Se è necessario un selfie per emozionare se stessi – libertà di espressione a confronto: Snapchat vs. Facebook
Segnaposti esistenziali. È questo
che sarebbero diventate le nostre presenze sul social network più famoso del
mondo (Facebook) secondo Nathan Jurgenson, sociologo ed esperto del
mondo digitale. Su Facebook – sostiene Jurgenson nell’articolo di Alessandro
Longo - ci sei perché ci devi essere, per dimostrare di esistere, per
possedere un’identità che venga riconosciuta all’esterno. Ma proprio il
successo di questo strumento d’interconnessione di massa, che lo scorso 4
febbraio ha festeggiato i suoi dieci anni di vita con il suo miliardo e
duecentotrenta milioni di utenti medi mensili, ne starebbe attivando la
crisi, portando soprattutto i più giovani (il segmento core di Facebbok) a spostarsi
verso altri lidi virtuali dove si avrebbe una maggiore libertà di
espressione (Snapchat, Ask.fm, We Heart it, Instagram). Accanto quindi alla
propria vista convenzionale e pubblica su FB, soprattutto agli under 30, piacerebbe
attivare altre possibili viste di se stessi rivolte o a un gruppo di
utenti ridotto e conosciuto con cui chiacchierare liberamente dei temi che più
li preoccupano (Snapchat) oppure a uno o più gruppi anonimi davanti ai quali
ci s’impegna a dire la verità e, perché no, a sottomettersi a ogni forma di
pegno che venga inflitto (Ask.fm). Sempre più
spesso capita di limitarsi alle sole immagini, abolendo le parole.
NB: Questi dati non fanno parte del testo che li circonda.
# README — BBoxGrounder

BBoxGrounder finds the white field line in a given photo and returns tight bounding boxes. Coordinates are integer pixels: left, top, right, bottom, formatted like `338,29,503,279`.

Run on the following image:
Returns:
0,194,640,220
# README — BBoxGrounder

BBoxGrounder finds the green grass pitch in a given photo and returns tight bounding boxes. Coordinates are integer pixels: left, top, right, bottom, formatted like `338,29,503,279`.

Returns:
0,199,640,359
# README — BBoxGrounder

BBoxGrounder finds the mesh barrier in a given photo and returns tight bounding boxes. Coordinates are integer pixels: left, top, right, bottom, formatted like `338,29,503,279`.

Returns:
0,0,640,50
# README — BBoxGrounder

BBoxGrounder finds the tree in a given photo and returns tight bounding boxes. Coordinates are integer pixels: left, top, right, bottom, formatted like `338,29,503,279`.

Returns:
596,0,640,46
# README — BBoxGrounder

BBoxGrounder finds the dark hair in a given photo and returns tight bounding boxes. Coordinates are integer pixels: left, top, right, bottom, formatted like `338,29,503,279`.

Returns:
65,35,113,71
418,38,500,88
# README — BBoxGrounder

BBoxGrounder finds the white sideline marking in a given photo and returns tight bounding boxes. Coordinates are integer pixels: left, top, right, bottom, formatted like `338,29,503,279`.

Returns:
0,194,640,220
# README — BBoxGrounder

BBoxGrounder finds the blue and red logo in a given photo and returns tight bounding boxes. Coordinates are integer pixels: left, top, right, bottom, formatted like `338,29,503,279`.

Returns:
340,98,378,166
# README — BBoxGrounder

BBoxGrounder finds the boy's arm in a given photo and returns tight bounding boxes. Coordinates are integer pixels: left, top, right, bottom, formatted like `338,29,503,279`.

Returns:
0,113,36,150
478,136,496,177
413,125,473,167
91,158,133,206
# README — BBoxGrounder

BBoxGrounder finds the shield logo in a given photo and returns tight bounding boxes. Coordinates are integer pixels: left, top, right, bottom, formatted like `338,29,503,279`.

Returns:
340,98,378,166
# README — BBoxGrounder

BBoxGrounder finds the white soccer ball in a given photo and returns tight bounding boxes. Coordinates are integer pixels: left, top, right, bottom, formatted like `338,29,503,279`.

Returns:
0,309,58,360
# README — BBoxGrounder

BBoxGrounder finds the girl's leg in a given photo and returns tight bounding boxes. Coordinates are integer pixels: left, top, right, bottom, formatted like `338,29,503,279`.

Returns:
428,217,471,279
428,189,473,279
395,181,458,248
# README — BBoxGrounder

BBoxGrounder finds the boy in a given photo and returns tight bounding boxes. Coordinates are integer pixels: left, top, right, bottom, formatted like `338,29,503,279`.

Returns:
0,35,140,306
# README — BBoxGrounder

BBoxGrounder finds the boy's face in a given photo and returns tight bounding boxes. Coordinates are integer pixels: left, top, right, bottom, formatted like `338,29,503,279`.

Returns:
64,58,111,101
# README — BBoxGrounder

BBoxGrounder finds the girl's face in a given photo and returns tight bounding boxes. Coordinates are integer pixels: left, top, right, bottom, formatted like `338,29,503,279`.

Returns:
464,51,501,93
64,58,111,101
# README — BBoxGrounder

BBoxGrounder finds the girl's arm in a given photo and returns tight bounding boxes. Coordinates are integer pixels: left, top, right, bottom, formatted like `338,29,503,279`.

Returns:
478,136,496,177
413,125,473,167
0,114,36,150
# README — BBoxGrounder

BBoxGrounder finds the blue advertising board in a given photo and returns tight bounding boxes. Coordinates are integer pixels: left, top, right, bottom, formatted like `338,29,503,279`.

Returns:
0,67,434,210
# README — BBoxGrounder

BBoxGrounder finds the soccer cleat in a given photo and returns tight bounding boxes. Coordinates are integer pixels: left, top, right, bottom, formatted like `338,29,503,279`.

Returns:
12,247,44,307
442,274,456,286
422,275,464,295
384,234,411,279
E allora Instagram con i suoi selfie
(ossia autoscatti di se stessi da condividere in rete) o We heart it con le sue foto emozionali.
La vista di Jurgenson,
che essendo anche collaboratore di Snapchat, potrebbe essere un po’ di parte,
apre nuove possibilità alla netnografia (neologismo che combina internet
ed etnografia), metodo di analisi che consente a ricercatori come Jurgenson di
immettersi/partecipare alle comunicazioni on line degli abitanti dei social
networks per estrarne informazioni utili a sviluppare i social networks stessi
e perché no, i prodotti con cui intervallare il flusso emotivo dei naviganti. Non
ci sorprenderemmo se da qui a pochi giorni fosse pubblicata un’altra vista,
magari di un etnografo che collabora con FB, in controtendenza. Che questa
variante esista o meno sembra diventare sempre meno importante, perché iniziata
a fluire sulla rete, utilizzando i canali e le modalità più adatte a interagire
con gli utenti che si vuole recuperare, ha buone chance di diventare in ogni
caso reale. Viene alla mente Stephen Glass,
giornalista del prestigioso New
Republic, che inventava le sue storie perché riteneva che la realtà non
fosse abbastanza interessante. Ebbene aveva ragione. I suoi articoli aprivano
possibilità al lettore di entrare in così tante viste della realtà e in
altrettante emozioni da rendere il quotidiano mondo corporeo assai noioso. I
suoi lettori divennero dipendenti dalla vista di Glass e quando si scoprì che
era falsa, in molti soffrirono per la perdita di quelle incorporee e briose
realtà più che per la bugia in esse nascosta.